Improved utilization of hemicellulose sugars (specifically D-xylose and L-arabinose) for biosynthesis of value-added products is crucial for fermentative processes to become more economically feasible. In yeast and filamentous fungi, both pentose sugars enter the pentose phosphate pathway (PPP) through a common intermediate, D-xylulose 5-phosphate. D-xylose is converted to D-xylulose 5-phosphate through two redox reactions, while L-arabinose conversion requires four redox reactions prior to entering the PPP. These redox reactions require alternative forms of nicotinamide cofactor, as the reductases (xylose reductase and L-xylulose reductase) typically favor reduced NADPH and the dehydrogenases (L-arabinitol 4-dehydrogenase and xylitol dehydrogenase) favor oxidized NAD+. This results in a cofactor imbalance that potentially prohibits the efficient utilization of these hemicellulose sugars, resulting in the excretion of sugar alcohol by-products formed by the initial xylose reductase.

This work describes the cloning, characterization, and engineering of an L-arabinose pathway comprised mainly of enzymes from the filamentous fungi Neurospora crassa for co-utilization of D-xylose and L-arabinose for improved production of xylitol, a five carbon sugar alcohol with a growing market as a sweetener.

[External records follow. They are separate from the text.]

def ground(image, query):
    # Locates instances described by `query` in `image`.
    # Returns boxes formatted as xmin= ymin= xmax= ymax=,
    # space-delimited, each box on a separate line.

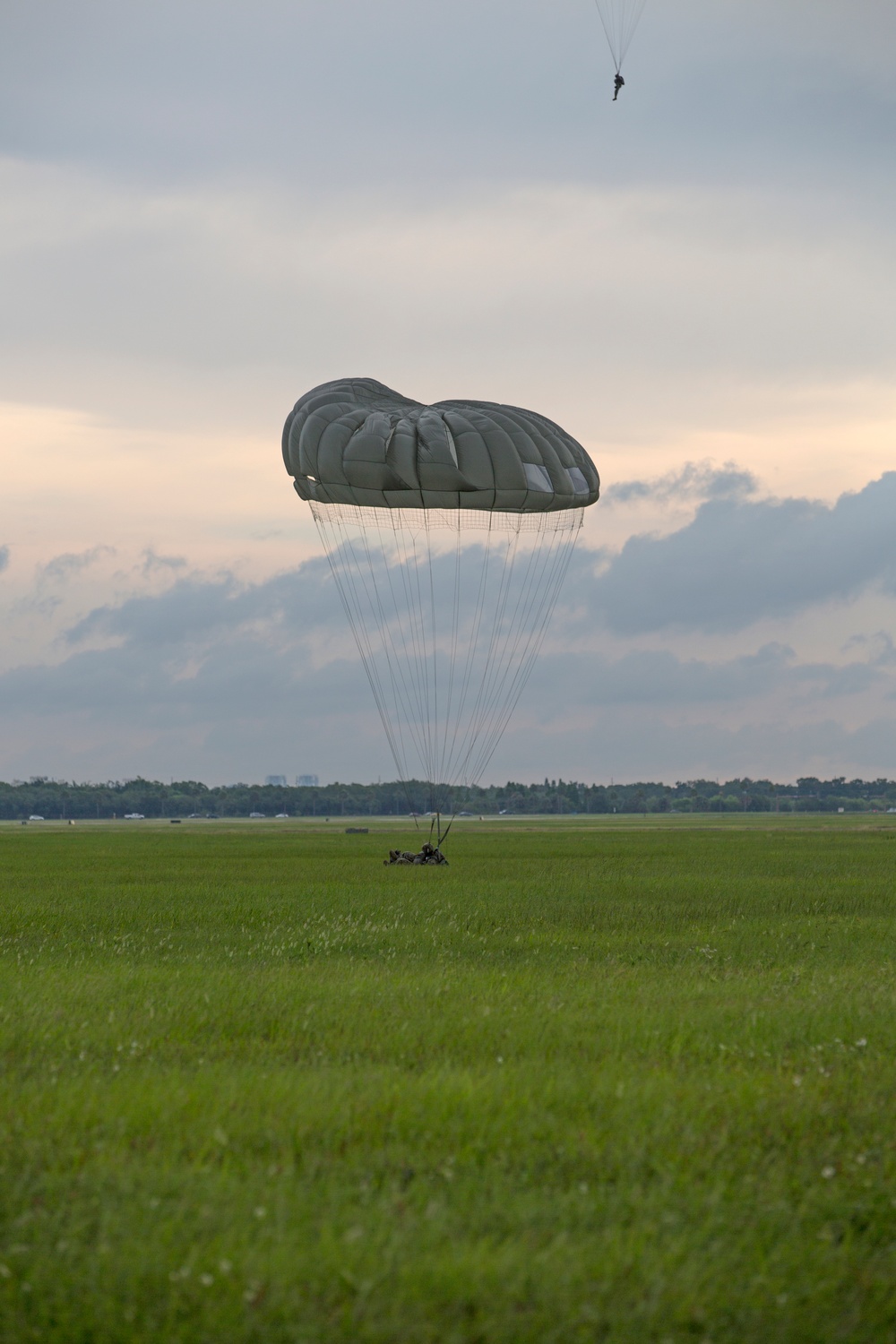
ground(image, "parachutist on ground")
xmin=383 ymin=843 xmax=447 ymax=868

In particular, the rational design and directed evolution of L-arabinitol 4-dehydrogenase towards the utilization of NADP+ as a cofactor was accomplished in an attempt to partially relieve the cofactor imbalance involved in conversion of L-arabinose to xylitol, and is currently being investigated for improvement in xylitol production from both pentose sugars in a model organism Escherichia coli. The engineered strain generated for this work includes deletions of the endogenous bacterial pentose sugar pathway genes (xylA and araBAD) as well as a mutant carbon catabolite regulator (crp*) to allow for utilization of pentose substrates with glucose as a co-substrate.

Extending this concept even further, engineering both dehydrogenases for NADP+ utilization could conceivably create closed redox loops between the reductases and the dehydrogenases, resulting in the utilization of a single cofactor pair, NADP+/NADPH. Through rational design, N. crassa xylitol dehydrogenase cofactor specificity was completely reversed to NADP+, and the entire engineered pathway leading from L-arabinose and D-xylose to D-xylulose 5-phosphate prior to introduction into the PPP is being tested for improved fermentative ethanol production from the pentose sugars.